Ending a 30-year search by scientists, researchers have identified two proteins in the inner ear that are critical for hearing, which, when damaged by genetic mutations, cause a form of delayed, progressive hearing loss.
The proteins are essentially transducers: They form channels that convert mechanical sound waves entering the inner ear into electrical signals that talk to the brain. Corresponding channels for each of the other senses were identified years ago, but the sensory transduction channel for both hearing and the sense of balance had been unknown.
The channels are the product of two related genes known as TMC1 and TMC2. TMC1 mutations were first reported in people with a prominent form of hereditary deafness back in 2002 by Andrew Griffith, MD, PhD, of the National Institute on Deafness and Other Communication Disorders (NIDCD) and collaborators. Children with recessive mutations in TMC1 are completely deaf at birth.
A concurrent report described “Beethoven,” a model mouse that becomes deaf by the second month of life. Children that carry a similar TMC1 mutation become completely deaf by the age of 10 to 15 years.
Then, in 2011, the laboratory of Jeffrey Holt, PhD, in Boston Children’s Hospital’s the Department of Otolaryngology and F.M. Kirby Neurobiology Center, showed TMC2 to have a redundant function, with the ability to compensate, at least in part, if TMC1 is defective. That happens sometimes in biology and may explain why hearing loss occurs gradually after birth.

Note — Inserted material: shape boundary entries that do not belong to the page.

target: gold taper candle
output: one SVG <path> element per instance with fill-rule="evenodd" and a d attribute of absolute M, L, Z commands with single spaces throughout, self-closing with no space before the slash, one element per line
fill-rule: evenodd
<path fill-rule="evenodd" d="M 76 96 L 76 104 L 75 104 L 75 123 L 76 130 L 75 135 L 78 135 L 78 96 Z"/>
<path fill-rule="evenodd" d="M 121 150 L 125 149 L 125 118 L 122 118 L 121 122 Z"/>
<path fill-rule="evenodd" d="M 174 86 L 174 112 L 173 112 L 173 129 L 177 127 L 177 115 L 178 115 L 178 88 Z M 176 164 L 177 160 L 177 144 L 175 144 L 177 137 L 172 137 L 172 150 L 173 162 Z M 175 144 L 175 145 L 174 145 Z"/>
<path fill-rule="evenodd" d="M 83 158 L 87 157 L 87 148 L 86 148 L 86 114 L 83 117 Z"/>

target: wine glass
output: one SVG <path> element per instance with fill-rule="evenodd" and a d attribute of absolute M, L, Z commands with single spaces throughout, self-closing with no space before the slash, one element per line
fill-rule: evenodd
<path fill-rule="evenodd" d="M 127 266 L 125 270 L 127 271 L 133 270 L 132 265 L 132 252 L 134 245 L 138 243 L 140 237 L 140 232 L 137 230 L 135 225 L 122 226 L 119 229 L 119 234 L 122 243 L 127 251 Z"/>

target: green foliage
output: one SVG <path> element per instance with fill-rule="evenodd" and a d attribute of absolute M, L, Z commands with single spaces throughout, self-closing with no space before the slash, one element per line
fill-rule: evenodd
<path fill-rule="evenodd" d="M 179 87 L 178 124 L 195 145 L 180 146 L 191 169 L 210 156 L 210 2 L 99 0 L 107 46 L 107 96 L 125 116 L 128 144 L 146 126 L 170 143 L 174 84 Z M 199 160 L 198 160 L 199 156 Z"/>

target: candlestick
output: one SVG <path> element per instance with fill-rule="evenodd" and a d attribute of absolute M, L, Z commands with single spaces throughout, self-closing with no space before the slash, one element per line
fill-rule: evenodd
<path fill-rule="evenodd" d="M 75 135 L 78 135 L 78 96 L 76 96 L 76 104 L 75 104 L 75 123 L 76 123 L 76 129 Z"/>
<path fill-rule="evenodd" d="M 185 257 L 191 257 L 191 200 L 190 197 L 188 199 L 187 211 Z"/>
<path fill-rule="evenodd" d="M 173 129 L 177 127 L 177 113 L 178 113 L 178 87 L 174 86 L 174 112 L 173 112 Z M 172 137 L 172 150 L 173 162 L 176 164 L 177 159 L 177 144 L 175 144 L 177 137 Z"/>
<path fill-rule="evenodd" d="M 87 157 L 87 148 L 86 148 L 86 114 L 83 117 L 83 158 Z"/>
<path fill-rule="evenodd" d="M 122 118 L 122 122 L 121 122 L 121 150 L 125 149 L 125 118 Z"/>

But until now, it wasn’t clear what the genes do or how they cause deafness. In the new work, just published in Neuron, Holt, Griffith, first author Bifeng Pan, PhD, of Boston Children’s and colleagues studied sensory hair cells from the cochleas of the Beethoven mice, and showed that the TMC1 and TMC2 proteins form ion channels necessary to get calcium into the cells. When TMC1 was mutated, this calcium influx was reduced, and the resulting electrical current was weaker in response to sound.
“This is the smoking gun we’ve been looking for,” says Holt, adding that the lack of calcium eventually kills the cell, exacerbating hearing loss.
The study also provided evidence that the two proteins can create channel structures either singly or combined in groups. Holt speculates that different configurations of TMC1 and TMC2 enable different hair cells to be sensitive to different pitch ranges. “There are gradients of expression of these two proteins, which we think are involved in tuning of the sensory cell,” says Holt.
Holt believes that TMC channels may have other physiologic functions in the body, such as blood pressure regulation or sensation of needing to urinate—anything that requires a mechanical sensation as a trigger.
Meanwhile, based on the initial genetic discoveries, a gene therapy study is underway in mice to see whether reintroducing TMC1 and/or TMC2 genes to the inner ear could restore hearing.
Holt’s team is looking for electrical signals in the 8th cranial nerve—indicating that the brain is being signaled—and more importantly, whether the animals respond to sound. Early results are encouraging; Holt asked me to check back in a year.